Despite the country being shrouded in haze, the vibes sent out by the big three Japanese brands are clear: car prices are going up. Perodua and Proton may be the top two best-selling brands in Malaysia, but it’s the triumvirate of Toyota, Honda and Nissan – with a collective market share of around 33% – that still sets and validates mass market pricing trend.
Countersteer has recently learnt that the price hike is slated to happen in the beginning of 2016, when current stocks are expected to be depleted. Depending on brands, the lead time for ordering stocks (be it CBU or CKD) can range between three months to six months. For certain companies, the price hike might happen later, especially those saddled with slow-selling inventories. But if you’ve been eyeing popular model such as the Toyota Camry hybrid, Honda HR-V and Nissan X-Trail, best place a booking soon and hope they do not run out of stocks before your turn to take delivery.
As the Ringgit has depreciated some 26% in value against the US dollar since the beginning of the year (or close to 20% since June), it was always going to be impossible to maintain current prices.
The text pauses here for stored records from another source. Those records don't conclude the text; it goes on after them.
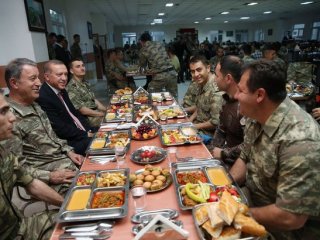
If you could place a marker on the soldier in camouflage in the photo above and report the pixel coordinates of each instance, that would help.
(209, 99)
(12, 223)
(189, 98)
(155, 56)
(300, 72)
(82, 97)
(279, 162)
(45, 156)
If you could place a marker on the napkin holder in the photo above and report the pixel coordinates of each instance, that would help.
(161, 228)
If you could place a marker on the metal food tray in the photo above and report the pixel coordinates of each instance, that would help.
(149, 215)
(89, 214)
(119, 116)
(181, 205)
(136, 95)
(200, 165)
(138, 107)
(121, 98)
(106, 149)
(163, 96)
(201, 233)
(159, 108)
(177, 127)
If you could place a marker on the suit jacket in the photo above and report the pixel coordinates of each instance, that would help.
(58, 115)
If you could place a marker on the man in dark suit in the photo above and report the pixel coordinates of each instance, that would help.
(66, 121)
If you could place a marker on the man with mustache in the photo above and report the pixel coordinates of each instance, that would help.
(45, 156)
(12, 223)
(208, 103)
(65, 120)
(81, 95)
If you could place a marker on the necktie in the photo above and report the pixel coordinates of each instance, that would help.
(74, 118)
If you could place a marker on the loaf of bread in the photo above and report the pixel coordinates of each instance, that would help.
(227, 208)
(248, 225)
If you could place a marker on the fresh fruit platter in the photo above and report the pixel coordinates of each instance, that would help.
(144, 132)
(171, 111)
(105, 142)
(174, 135)
(148, 155)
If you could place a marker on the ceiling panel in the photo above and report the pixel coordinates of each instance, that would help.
(142, 12)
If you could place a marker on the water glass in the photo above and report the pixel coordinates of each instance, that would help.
(128, 117)
(163, 118)
(120, 153)
(171, 155)
(139, 195)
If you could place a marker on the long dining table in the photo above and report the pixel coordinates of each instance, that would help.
(163, 199)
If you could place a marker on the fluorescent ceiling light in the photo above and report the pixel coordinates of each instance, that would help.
(157, 20)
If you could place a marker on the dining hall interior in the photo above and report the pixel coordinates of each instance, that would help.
(292, 27)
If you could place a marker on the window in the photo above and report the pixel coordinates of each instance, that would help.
(298, 31)
(57, 22)
(129, 38)
(315, 31)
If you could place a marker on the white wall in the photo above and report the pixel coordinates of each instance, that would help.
(16, 40)
(279, 27)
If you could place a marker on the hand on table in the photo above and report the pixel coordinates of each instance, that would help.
(61, 176)
(316, 113)
(76, 158)
(216, 152)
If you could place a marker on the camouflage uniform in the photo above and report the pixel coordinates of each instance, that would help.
(76, 52)
(81, 95)
(300, 72)
(155, 55)
(42, 150)
(209, 103)
(283, 162)
(247, 59)
(229, 133)
(111, 81)
(112, 70)
(189, 98)
(281, 62)
(12, 222)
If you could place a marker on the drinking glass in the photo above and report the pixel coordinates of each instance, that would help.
(120, 153)
(139, 195)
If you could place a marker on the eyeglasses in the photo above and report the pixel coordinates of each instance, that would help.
(5, 110)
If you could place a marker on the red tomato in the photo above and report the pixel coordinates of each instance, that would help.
(233, 192)
(213, 197)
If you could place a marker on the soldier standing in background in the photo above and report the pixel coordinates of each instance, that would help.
(82, 97)
(75, 49)
(155, 56)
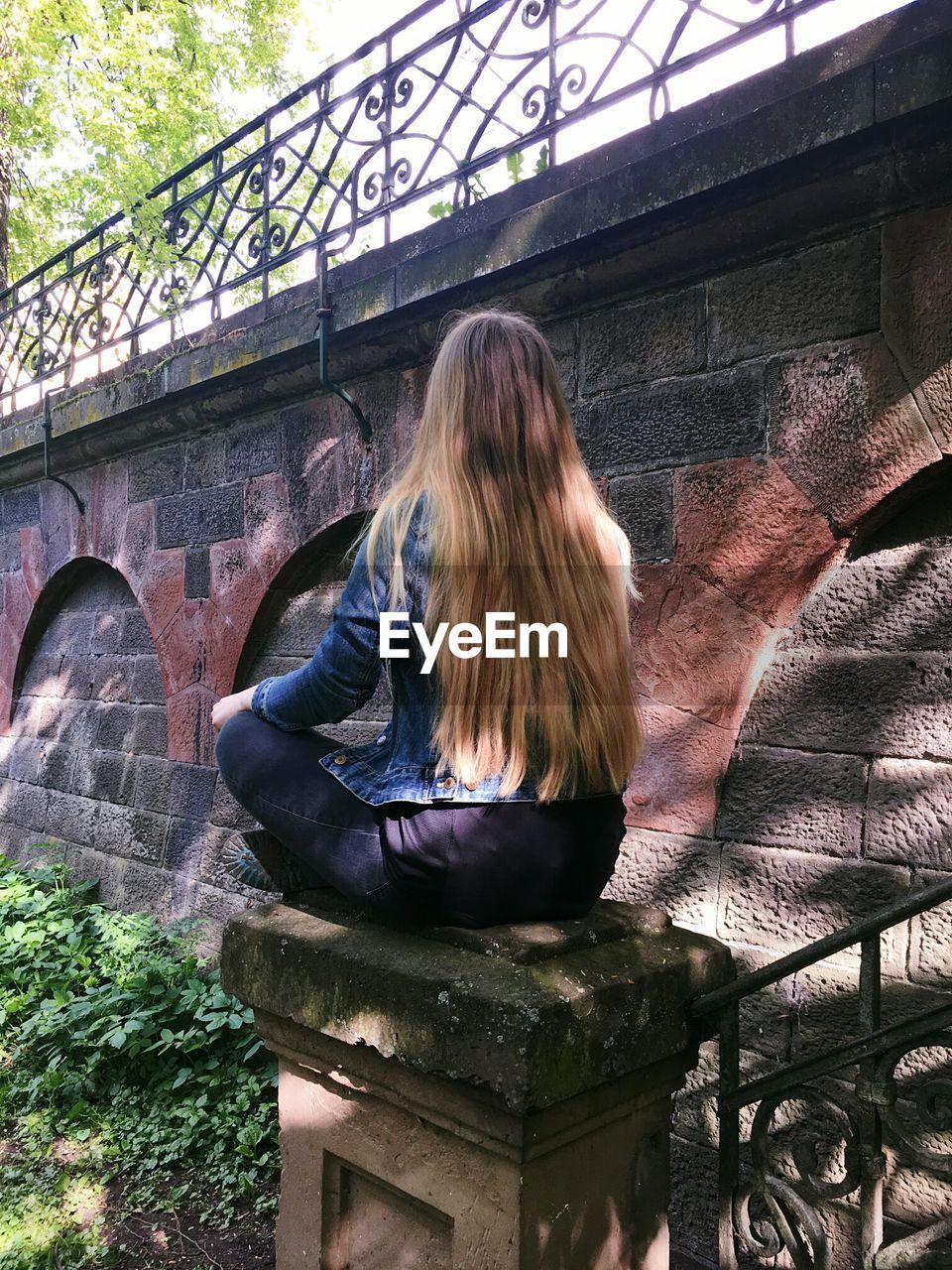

In case you’re wondering why Japanese brands are affected since the Japanese Yen hadn’t appreciated as much as the Dollar or the Euro, the answer lies in the fact that CKD packs are largely imported from our neighbours (namely Thailand or Indonesia) and are traded in Greenback.
In the words of an industry insider, the expected increase in retail prices “won’t be able to cover the considerable currency movement” as the car brands are weary that too high a hike would further dampen the already weak sentiments. We expect an average of 5% onwards.
So if you’re looking to score a deal, it’s never a better time, but do bear in mind that prices of spare parts are also going up as well (if not already), hence securing a “free” maintenance package that includes parts replacements over multiple years would also be in your best interest.